Endogenous antioxidant defense system controls the amount of reactive oxygen species (ROS) to persist physiological homeostasis. However, when various cardiovascular diseases including HF are present ROS production predominates over antioxidant defense system, causing chronic oxidative stress and damaging cells 2,3. Therefore, it is necessary to find alternate strategies to provide safe and effective HF therapy through natural antioxidative agents 2,4.

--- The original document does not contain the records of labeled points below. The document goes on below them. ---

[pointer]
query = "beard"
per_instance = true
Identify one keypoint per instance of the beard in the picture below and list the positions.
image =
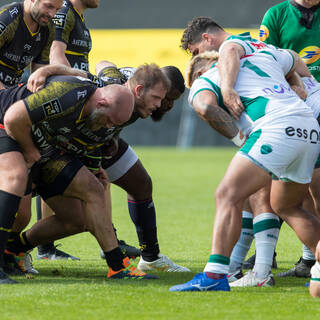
(91, 4)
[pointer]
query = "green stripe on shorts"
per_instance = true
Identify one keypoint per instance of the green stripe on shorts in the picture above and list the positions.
(266, 225)
(251, 141)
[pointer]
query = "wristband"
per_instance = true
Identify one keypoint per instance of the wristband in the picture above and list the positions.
(239, 139)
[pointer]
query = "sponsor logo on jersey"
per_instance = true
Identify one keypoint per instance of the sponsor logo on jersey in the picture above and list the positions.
(39, 138)
(81, 66)
(310, 54)
(13, 12)
(52, 107)
(263, 33)
(303, 134)
(27, 47)
(81, 94)
(60, 20)
(309, 84)
(258, 45)
(64, 130)
(3, 27)
(279, 89)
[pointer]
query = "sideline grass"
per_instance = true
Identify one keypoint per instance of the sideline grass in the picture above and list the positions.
(184, 184)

Resveratrol (trans-3,4,5-trihydroxystilbene), a polyphenol found mainly in grapes and berries, have been studied in a variety of experimental environments, including hypertension, myocardial infarction, and HF 5,6. In particular, recent study have examined the effect of resveratrol on the prevention of chronic pathological changes in cardiac function and structure of PO-induced HF in mice 2.
Scrophulariae Radix (SR), a dried root of Scrophularia buergeriana Miquel has been used for a long time with excellent traditional therapeutic effects on yin nourishing, blood cooling, fire purging and toxin removal 7. Recent pharmacological research and clinical practice explained that it possesses anti-inflammatory 8, antimicrobial 9 activities, and anti-angiogenesis 10. So it can be used for the treatment of pharyngalgia, constipation, rheumatism, arthritis and conjunctival congestion 11. Especially SR has potent antioxidant-based cardioprotective effects against coronary artery ligation-induced ventricular remodeling rat models 12,13.

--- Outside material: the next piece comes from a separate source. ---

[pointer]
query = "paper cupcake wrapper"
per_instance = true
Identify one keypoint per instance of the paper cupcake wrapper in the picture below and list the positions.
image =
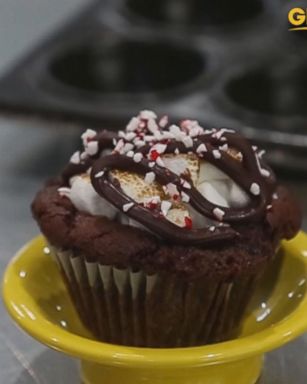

However, no study has examined the effects of SR in preventing chronic pathological changes on the cardiac structure and function on PO-induced HF in mice. Therefore, the aim of this study is to observe the cardioprotective effect of SR on PO-induced HF in mice through possible antioxidant effects.
II. Materials and methods
1. Animals and husbandry
A total of Sixty-six healthy male SPF/VAF inbred C57BL/6 mice (Seungnam, Korea; OrientBio; 6-week old; body weight 18-21 g), were used for 7 days after acclimatization. Six groups, total 40 TAC operated or eight sham mice were selected on the basis of body weight at 14 days after TAC surgery ( Table 1, Fig. 1).
Table 1
Groups |
Surgery |
Group identification |
Treatment |
Control |
Sham |
Sham control |
Distilled water 10 mL/kg/day |
Control |
TAC |
TAC control |
Distilled water 10 mL/kg/day |
Reference |
TAC |
Resveratrol |
Resveratrol 10 mg/kg/day |
Active |
TAC |
SR 500 |
SR 500 mg/kg/day |
Active |
TAC |
SR 250 |
SR 250 mg/kg/day |
Active |
TAC |
SR 125 |
SR 125 mg/kg/day |
2. Preparations and administration of test materials
SR produced in Andong (Korea), were purchased from local herb store (Omniherb, Yeoungcheon, Korea) under the inspection of herbologist (Prof. Park JH, KMD, PhD). Both resveratrol and SR are dissolved (up to 1 mg/mL solution in resveratrol and up to 50 mg/mL solution in SR) in distilled water. SR for a dose of 50, 25 and 12.5 mg/kg concentration by which directly dissolved in 1 mL of distilled water and then orally administered in a dose of 10 mL/kg at 500, 250 and 125 mg/kg equivalent using gastric gavages, once per day for 14 day from 14 day after TAC surgery. Resveratrol also has been dissolved in distilled water at concentration of 1 mg/mL and orally administered at a dose of 10 mL/kg as equivalence to 10 mg/kg. In TAC control and sham mice, the equal amount of distilled water was orally administered, once per day for 14 day from 14 day after TAC surgery, respectively ( Table 1, Fig. 1).
Fig. 1
Experimental design.
SR : Scrophulariae Radix aqueous extracts, TAC : transverse aortic constriction
3. TAC operation
The central thoracotomy was made with a length of 3 mM. The transverse aortic arch was connected (7-0 Prolene) with an overlying 28-gauge needle between left common carotid and the innominate arteries, and then the needle was removed to leave a discrete region of stenosis. A chest was closed, and then pneumothorax was evacuated.
4. Mortalities
Any unusual mortalities were recorded before and after the administration at least twice a day from day of first administration to last drug treatment day.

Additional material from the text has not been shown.